Lee Mansion
NATIONAL MEMORIAL
Arlington National Cemetery
VIRGINIA
DEPARTMENT OF THE INTERIOR
March 3, 1849
UNITED STATES DEPARTMENT OF THE INTERIOR
Douglas McKay, Secretary
NATIONAL PARK SERVICE
Conrad L. Wirth, Director
Reprint 1953 16—52238-7 U. S. GOVERNMENT PRINTING OFFICE
Lee Mansion National Memorial
In this Mansion, which became his home when he married Mary Custis, Robert E. Lee wrote his resignation from the United States Army in April 1861, to join the cause of Virginia and the South.
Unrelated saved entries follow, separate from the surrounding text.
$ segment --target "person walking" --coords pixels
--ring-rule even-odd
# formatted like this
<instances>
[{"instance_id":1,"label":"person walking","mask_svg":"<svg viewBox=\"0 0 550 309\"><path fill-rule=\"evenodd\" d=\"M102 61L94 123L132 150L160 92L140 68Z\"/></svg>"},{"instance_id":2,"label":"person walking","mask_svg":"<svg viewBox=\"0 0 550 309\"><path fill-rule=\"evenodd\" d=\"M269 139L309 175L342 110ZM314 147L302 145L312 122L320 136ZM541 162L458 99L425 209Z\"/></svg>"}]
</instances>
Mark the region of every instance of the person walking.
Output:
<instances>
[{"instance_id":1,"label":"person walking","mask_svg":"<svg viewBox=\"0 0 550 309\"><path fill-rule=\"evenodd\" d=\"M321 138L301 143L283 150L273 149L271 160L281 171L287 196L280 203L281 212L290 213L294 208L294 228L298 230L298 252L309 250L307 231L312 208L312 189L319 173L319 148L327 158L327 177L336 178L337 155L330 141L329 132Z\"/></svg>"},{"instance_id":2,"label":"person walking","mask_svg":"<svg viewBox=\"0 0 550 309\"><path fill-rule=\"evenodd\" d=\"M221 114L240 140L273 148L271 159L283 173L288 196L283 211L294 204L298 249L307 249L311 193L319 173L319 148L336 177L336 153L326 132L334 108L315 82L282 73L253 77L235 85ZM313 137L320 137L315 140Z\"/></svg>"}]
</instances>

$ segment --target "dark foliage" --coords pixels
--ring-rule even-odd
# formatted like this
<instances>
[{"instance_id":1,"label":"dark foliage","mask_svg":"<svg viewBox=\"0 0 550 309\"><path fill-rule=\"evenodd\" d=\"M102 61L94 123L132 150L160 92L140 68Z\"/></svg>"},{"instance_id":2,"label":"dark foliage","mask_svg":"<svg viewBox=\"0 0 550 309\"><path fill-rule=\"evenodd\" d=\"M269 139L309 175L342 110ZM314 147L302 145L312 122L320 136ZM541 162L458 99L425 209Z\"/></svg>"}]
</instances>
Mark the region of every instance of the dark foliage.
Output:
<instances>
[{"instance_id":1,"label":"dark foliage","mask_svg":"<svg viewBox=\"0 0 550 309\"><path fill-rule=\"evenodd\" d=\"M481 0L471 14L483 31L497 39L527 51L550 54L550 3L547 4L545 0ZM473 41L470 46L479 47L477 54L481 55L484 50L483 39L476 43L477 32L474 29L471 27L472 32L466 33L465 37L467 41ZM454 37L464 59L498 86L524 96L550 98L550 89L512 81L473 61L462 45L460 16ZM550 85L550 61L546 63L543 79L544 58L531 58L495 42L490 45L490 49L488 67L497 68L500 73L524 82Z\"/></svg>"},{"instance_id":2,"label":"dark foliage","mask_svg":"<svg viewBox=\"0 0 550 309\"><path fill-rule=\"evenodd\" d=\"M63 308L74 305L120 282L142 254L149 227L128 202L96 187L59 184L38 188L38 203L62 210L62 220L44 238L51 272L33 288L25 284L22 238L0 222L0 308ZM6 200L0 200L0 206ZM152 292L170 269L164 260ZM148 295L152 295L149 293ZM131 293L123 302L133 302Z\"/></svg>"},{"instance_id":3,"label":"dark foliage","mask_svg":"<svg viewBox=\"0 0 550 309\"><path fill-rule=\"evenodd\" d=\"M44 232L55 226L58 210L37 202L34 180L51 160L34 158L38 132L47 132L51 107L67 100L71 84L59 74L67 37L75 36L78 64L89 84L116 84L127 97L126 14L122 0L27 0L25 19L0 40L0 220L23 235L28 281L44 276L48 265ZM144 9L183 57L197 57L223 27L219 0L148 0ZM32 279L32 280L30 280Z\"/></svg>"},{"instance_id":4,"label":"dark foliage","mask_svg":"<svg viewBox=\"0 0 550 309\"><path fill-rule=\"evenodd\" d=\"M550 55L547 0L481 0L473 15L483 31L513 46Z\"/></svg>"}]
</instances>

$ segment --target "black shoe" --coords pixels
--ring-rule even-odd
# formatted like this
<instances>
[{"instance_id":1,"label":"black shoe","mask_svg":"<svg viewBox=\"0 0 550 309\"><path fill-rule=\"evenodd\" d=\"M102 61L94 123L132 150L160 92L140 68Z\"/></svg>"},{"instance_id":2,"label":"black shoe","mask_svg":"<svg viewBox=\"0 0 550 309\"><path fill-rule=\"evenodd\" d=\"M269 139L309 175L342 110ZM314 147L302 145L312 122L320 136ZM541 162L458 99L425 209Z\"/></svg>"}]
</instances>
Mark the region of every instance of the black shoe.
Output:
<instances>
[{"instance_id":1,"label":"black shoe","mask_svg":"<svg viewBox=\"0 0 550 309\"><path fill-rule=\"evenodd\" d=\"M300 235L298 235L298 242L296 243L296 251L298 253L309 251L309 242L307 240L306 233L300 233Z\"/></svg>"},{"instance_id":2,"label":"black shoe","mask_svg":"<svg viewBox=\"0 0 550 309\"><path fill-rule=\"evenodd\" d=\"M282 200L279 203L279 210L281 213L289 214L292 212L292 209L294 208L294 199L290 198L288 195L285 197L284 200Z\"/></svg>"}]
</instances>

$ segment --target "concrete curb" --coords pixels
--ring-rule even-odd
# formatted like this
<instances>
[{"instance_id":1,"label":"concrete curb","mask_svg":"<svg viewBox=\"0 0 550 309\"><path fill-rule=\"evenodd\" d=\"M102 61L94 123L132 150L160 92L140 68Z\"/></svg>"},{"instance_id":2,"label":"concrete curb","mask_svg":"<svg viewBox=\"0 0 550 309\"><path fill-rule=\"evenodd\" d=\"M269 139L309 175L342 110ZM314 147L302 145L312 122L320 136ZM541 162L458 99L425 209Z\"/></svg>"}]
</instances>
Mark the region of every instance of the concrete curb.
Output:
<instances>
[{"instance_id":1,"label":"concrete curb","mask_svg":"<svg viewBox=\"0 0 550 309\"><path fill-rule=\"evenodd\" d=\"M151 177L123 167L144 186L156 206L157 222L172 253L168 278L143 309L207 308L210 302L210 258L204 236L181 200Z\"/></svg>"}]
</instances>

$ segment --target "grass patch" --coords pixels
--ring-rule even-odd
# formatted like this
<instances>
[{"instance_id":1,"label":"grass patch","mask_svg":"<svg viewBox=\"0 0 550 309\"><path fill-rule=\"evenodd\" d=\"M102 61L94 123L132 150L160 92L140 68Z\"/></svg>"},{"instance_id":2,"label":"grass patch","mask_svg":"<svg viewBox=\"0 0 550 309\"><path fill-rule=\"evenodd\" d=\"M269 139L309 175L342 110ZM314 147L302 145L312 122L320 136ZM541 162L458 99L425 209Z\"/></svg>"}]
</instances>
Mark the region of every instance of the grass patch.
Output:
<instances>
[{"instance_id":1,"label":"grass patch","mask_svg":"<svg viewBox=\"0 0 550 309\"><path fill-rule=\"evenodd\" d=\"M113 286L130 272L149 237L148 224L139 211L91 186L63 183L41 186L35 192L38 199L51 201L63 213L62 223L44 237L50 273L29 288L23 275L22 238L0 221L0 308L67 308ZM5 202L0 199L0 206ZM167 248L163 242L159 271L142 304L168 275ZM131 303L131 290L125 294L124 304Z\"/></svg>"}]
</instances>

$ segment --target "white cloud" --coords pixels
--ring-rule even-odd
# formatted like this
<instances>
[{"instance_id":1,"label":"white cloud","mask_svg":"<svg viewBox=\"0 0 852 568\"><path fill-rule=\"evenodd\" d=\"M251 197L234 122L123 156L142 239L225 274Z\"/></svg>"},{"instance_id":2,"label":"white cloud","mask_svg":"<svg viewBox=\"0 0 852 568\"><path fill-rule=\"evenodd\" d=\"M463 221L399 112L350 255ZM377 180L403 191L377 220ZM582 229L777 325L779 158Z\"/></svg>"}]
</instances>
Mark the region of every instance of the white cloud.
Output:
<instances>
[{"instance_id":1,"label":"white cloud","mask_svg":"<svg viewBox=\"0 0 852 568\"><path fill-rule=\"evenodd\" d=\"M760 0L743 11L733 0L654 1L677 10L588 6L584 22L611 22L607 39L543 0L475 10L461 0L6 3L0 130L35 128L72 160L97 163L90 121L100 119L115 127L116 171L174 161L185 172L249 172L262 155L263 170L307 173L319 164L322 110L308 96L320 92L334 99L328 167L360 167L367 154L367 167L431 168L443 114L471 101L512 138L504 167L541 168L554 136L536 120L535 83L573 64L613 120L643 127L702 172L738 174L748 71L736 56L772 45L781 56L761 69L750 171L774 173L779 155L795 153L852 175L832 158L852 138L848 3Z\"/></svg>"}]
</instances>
The Lee Mansion National Memorial, or Arlington House, as it was formerly known, distinctive through its associations with the families of Custis, Washington, and Lee, stands within the Nation’s most famous cemetery on the Virginia side of the Potomac opposite Washington. This house of the foster son of the First President was for years the treasury of both the Washington heirlooms and the Washington tradition. Here Robert E. Lee, a young lieutenant in the U. S. Army, and Mary Custis, the great-granddaughter of Martha Washington, were married and reared a family. Here, also, Col. Robert E. Lee, torn between devotion to his country and to his native State, made his fateful decision, the substance of which he had written to his son a few months before: “It is the principle I contend for.... But I can anticipate no greater calamity for the country than a dissolution of the Union.... Still, a Union that can only be maintained by swords and bayonets ... has no charm for me. I shall mourn for my country and for the welfare and progress of mankind. If the Union is dissolved ... I shall return to my native State ... and save in defence will draw my sword on none.” Today Arlington House, furnished with appointments of its early period, preserves for posterity the atmosphere of gracious living, typical of a romantic age of American history.